What does the read conformance plan cover?

Thousands of hand-written read scripts across Delta Lake and native Apache Iceberg. Coverage spans file and metadata layouts, the full type system, deletion vectors, column mapping, type widening, generated and identity columns, Iceberg position and equality deletes, and partition transforms.

What does a passing read script verify?

Every script asserts the exact row count after read, specific cell values, aggregates (MIN, MAX, SUM, COUNT DISTINCT) against known totals, and schema shape (column names, types, nullability, field IDs).

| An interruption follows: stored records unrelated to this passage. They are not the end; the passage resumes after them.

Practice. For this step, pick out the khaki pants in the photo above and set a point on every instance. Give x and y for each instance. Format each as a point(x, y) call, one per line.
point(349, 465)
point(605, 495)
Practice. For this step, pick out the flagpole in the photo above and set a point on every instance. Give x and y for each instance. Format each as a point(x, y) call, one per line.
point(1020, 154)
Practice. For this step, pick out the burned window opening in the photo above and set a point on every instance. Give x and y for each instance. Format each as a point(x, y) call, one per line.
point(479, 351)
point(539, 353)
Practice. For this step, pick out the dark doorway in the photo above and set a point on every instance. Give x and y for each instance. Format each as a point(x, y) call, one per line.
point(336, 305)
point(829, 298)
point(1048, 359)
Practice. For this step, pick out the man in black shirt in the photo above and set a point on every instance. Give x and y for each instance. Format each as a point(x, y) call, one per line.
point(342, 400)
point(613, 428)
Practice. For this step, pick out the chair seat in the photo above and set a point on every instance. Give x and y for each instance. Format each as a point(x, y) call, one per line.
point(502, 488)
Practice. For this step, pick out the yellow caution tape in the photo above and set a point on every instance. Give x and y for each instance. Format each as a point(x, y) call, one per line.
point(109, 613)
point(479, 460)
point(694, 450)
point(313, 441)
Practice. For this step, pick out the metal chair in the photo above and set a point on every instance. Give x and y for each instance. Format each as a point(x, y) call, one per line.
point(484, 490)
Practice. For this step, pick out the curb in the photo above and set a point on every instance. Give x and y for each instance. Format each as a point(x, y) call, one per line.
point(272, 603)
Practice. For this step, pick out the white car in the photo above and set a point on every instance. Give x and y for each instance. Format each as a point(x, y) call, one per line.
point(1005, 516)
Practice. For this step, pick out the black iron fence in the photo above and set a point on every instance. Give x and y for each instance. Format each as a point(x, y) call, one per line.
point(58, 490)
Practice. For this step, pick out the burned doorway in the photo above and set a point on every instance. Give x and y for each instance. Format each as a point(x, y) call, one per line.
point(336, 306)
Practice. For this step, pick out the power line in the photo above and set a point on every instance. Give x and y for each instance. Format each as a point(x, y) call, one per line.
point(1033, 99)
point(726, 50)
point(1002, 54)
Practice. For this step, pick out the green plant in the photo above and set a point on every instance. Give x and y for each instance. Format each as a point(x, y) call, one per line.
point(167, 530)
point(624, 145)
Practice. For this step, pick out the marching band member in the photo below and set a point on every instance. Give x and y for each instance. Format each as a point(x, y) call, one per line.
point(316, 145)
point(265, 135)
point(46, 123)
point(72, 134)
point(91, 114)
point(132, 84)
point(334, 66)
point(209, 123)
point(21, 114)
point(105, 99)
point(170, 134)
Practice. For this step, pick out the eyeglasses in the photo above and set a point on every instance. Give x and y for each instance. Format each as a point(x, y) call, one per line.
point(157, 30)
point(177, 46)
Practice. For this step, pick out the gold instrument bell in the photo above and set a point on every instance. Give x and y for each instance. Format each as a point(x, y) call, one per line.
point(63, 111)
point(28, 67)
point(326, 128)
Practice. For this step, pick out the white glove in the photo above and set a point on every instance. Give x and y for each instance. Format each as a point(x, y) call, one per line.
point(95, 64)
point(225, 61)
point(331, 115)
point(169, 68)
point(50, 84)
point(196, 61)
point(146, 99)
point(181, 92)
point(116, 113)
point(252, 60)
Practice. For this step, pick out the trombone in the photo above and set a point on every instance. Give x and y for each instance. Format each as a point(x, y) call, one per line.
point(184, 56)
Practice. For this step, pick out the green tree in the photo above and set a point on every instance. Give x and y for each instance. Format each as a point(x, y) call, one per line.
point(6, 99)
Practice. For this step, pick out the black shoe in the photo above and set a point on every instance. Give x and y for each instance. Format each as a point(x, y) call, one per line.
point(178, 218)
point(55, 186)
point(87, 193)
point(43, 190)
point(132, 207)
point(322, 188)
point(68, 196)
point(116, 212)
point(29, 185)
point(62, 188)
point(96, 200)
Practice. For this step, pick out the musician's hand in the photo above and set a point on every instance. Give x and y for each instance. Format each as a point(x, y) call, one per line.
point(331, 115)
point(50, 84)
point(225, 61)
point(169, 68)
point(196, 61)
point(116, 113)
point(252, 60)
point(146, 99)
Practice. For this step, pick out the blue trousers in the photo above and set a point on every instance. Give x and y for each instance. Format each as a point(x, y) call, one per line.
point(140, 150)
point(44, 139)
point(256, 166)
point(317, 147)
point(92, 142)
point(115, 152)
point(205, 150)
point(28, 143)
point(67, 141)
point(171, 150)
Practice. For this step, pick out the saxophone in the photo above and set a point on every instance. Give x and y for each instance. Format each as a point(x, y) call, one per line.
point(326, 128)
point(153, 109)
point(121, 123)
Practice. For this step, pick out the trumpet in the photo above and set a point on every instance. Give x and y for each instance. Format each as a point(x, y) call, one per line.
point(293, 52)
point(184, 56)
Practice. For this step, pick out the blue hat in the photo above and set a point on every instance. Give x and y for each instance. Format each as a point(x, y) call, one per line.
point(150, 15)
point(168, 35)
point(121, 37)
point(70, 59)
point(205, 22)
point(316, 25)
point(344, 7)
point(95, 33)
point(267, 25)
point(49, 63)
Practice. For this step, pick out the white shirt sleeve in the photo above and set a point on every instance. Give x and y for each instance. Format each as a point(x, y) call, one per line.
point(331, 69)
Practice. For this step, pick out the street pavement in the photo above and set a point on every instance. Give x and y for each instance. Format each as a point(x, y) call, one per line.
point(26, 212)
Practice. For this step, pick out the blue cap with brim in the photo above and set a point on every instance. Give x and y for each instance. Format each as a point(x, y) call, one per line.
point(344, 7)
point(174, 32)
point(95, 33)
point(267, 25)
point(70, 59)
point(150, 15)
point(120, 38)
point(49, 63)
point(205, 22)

Why are some read scripts skipped?

A subset of read scripts cannot run because Spark OSS does not implement the matching write-path feature. Without the writer producing the table, there is nothing to read against.

Does the plan cover time travel?

Yes. Reads after INSERT, UPDATE, DELETE, and MERGE; VERSION AS OF and TIMESTAMP AS OF; Iceberg snapshot-id reads; and reads after RESTORE all have dedicated scripts with explicit expected values.

Can DeltaForge read Spark-written Delta tables with deletion vectors and column mapping?

Yes. Dedicated read scripts cover deletion vectors (Roaring bitmap), column mapping in both name and id mode, and type widening, each asserting exact row counts, specific cell values, and aggregates against expected values computed outside the engine.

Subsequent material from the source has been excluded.